Generalized Divisibilty Rule says,

If the number is too large, you can also break it down into several strings with

$e$digits each, satisfying either$10^e = 1$ or $10^e = -1 (mod\ D)$. The sum (or alternate sum) of the numbers have the same divisibility as the original one. (where $D$ is the divisor)

$D=81$

$10^9 \ mod\ 81 = 1 \implies e=9$

So we make blocks of $9$ digits and add them

$111111111+ 111111111+ 111111111+111111111+111111111+111111111+111111111+111111111+111111111 = 999999999$

Now if $999999999$ is divisible by $81$ then $a$ is also divisible by $81$

For checking divisibility of $81$ one method is

Subtract 8 times the last digit from the rest, if the result obtained is divisible by $81$ then the number is also divisible by $81$

We apply this rule recursively to get the answer as follows.

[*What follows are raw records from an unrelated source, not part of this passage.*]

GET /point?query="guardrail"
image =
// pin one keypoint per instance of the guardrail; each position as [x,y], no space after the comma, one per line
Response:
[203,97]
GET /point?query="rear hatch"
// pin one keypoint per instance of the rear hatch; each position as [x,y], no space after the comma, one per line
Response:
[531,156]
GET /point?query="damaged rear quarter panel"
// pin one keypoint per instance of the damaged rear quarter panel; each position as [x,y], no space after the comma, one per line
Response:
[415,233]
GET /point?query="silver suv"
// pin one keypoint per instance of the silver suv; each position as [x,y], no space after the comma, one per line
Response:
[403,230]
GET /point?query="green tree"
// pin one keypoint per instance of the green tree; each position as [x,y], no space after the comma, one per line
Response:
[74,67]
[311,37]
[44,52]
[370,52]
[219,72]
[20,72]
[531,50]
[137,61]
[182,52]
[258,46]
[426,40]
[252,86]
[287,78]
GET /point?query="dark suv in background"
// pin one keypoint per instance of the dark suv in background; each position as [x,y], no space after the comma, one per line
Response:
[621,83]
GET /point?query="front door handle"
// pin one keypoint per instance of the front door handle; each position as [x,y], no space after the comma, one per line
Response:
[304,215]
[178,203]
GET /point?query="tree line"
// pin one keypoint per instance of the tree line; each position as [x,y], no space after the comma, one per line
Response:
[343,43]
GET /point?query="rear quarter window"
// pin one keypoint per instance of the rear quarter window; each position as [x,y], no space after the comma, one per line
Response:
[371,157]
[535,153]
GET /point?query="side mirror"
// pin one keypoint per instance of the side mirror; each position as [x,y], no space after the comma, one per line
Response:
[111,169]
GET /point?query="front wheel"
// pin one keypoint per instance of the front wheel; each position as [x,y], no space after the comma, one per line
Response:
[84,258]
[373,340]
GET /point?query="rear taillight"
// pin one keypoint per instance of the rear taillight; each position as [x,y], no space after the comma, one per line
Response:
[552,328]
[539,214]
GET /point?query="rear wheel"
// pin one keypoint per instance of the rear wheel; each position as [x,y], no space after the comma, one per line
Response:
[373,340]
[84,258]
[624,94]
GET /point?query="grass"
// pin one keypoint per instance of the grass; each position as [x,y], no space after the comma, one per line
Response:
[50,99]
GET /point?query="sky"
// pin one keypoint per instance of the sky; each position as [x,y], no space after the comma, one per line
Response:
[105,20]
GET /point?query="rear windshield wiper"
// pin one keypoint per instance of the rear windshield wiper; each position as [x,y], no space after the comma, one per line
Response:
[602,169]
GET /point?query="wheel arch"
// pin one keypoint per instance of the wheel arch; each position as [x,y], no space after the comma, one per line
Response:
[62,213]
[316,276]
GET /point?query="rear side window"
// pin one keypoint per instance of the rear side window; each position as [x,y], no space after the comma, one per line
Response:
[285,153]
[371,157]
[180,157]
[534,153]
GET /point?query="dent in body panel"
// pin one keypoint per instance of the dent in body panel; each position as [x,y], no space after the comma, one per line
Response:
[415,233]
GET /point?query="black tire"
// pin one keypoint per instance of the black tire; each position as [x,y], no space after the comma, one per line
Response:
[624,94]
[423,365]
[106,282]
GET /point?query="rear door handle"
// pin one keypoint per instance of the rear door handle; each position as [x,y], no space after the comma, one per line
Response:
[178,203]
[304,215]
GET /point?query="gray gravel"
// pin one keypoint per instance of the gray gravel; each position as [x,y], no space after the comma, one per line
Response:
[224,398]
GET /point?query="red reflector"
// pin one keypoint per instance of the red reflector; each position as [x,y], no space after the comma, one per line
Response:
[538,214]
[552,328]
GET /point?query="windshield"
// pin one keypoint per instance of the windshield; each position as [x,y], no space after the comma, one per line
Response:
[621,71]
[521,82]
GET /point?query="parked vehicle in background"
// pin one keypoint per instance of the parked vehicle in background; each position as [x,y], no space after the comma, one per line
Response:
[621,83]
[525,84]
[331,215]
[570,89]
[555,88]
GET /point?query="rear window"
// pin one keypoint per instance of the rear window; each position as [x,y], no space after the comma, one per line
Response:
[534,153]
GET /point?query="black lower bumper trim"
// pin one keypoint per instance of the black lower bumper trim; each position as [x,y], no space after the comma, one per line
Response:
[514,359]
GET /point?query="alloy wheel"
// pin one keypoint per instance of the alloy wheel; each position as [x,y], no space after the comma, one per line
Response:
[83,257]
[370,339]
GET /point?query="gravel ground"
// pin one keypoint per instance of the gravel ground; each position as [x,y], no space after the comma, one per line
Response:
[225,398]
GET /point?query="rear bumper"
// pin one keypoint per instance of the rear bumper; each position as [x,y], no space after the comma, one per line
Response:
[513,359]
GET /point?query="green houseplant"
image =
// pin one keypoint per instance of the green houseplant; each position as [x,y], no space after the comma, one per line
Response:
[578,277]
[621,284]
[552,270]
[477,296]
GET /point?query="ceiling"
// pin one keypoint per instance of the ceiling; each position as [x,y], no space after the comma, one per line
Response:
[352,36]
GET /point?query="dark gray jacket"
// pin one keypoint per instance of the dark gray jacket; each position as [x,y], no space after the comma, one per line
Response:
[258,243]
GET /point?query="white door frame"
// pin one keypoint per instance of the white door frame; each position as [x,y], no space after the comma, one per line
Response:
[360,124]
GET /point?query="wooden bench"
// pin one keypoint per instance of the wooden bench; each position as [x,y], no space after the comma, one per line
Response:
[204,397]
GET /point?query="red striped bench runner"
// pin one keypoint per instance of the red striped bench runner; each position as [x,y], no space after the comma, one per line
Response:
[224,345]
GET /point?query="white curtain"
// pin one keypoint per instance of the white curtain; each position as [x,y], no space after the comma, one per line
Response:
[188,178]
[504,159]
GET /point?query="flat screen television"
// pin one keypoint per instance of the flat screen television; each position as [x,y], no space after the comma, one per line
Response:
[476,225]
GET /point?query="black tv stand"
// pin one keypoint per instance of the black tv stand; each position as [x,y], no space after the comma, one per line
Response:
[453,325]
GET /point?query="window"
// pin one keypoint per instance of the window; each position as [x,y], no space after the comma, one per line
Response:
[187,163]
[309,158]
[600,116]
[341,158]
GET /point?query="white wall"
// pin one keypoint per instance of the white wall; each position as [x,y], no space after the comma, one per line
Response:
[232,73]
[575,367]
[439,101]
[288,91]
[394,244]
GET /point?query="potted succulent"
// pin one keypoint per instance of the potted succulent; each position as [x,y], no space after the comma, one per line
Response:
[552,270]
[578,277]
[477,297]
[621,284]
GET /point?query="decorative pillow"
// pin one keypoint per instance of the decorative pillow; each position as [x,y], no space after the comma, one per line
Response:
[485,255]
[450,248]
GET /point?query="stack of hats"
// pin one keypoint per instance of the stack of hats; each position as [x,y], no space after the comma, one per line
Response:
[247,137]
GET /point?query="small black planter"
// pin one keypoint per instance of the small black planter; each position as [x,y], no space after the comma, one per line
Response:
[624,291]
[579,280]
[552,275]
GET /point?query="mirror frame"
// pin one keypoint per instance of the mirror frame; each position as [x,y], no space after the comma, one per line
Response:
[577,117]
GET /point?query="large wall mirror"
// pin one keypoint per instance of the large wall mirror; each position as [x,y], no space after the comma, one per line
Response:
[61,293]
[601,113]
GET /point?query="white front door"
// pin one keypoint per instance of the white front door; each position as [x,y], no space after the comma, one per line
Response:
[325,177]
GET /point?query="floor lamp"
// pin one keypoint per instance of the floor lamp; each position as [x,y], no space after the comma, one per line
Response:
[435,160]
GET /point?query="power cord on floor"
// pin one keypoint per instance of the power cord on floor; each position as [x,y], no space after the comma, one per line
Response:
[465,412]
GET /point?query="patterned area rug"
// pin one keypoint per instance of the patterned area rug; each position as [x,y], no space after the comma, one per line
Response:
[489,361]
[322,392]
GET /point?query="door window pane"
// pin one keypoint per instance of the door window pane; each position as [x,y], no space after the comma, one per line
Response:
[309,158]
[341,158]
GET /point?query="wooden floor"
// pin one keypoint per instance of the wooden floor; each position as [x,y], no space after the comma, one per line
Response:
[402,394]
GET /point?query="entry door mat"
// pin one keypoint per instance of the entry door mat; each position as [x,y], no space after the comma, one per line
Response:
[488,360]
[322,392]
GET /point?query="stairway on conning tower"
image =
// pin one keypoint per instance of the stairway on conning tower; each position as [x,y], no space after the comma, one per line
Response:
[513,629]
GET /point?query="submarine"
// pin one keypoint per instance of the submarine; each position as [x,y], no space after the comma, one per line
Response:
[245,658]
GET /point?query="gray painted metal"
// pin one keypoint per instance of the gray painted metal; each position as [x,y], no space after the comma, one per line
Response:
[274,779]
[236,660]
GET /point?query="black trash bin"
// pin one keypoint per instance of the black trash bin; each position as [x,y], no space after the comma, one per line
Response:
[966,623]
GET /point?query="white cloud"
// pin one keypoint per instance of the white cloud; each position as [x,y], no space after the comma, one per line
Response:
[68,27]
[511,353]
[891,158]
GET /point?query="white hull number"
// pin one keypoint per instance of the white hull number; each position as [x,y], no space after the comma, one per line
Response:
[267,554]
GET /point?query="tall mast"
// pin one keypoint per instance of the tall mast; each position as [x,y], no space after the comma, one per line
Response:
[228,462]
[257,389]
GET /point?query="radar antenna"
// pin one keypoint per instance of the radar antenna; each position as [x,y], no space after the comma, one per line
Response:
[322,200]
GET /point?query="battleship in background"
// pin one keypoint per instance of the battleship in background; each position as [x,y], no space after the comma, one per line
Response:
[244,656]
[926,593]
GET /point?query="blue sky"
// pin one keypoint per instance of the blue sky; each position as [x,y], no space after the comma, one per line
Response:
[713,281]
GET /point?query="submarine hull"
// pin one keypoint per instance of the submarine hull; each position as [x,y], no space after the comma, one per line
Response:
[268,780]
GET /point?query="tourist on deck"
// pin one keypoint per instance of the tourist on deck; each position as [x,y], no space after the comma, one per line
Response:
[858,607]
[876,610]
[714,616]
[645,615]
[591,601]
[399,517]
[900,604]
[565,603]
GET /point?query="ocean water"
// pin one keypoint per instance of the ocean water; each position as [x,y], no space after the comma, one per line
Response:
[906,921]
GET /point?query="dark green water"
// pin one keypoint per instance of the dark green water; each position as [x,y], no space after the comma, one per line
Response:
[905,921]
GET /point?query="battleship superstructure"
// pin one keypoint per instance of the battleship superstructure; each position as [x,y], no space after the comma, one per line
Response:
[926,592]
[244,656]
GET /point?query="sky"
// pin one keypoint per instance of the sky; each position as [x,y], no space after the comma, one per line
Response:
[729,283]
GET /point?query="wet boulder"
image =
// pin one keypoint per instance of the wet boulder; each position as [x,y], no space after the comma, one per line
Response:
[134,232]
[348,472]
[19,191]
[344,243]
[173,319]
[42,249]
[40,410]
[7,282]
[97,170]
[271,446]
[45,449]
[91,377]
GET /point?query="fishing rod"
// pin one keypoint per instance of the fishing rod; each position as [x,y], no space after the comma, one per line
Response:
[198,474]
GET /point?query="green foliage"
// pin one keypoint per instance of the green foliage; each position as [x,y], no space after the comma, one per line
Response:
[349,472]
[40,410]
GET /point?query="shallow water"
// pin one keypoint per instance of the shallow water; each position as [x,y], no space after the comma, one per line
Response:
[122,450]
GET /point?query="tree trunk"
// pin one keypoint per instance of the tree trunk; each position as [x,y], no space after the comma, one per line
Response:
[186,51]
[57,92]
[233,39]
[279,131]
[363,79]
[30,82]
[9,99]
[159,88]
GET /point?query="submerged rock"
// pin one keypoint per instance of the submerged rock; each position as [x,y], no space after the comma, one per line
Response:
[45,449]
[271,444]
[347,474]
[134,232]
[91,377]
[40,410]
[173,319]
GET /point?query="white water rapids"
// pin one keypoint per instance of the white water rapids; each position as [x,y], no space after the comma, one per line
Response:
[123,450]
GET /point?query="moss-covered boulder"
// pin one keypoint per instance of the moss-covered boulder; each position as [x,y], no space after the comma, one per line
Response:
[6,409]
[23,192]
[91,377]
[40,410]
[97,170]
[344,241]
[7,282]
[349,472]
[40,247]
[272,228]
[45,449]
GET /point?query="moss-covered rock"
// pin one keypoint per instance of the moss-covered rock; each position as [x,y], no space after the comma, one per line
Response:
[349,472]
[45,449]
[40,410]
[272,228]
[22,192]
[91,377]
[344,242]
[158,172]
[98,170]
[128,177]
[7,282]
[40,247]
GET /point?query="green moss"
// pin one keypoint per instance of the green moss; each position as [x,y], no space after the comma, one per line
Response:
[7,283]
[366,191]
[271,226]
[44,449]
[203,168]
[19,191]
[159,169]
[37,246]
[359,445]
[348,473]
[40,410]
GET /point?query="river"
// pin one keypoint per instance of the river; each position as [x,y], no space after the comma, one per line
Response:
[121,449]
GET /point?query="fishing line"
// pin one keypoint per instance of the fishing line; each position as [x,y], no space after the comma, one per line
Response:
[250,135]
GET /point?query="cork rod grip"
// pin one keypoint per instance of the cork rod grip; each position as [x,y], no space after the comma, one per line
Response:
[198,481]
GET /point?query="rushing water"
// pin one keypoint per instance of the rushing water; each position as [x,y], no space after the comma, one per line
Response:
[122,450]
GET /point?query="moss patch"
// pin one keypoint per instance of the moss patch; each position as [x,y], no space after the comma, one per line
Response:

$99999999 - 9*8 = 99,999,927$

$9999992 - 7*8 = 9,999,936$

$999993 - 6*8 = 999945$

$99994 - 5*8 = 99954$

$9995 - 4*8 = 9963$

$996 - 3*8 = 972$

$97 - 2*8 = 81 $

Since $81$ is divisible by $81 \implies 999999999$ is divisible by $81 \implies$ $a$ is also divisible by $81$

$\therefore$ Option $C.$ is correct.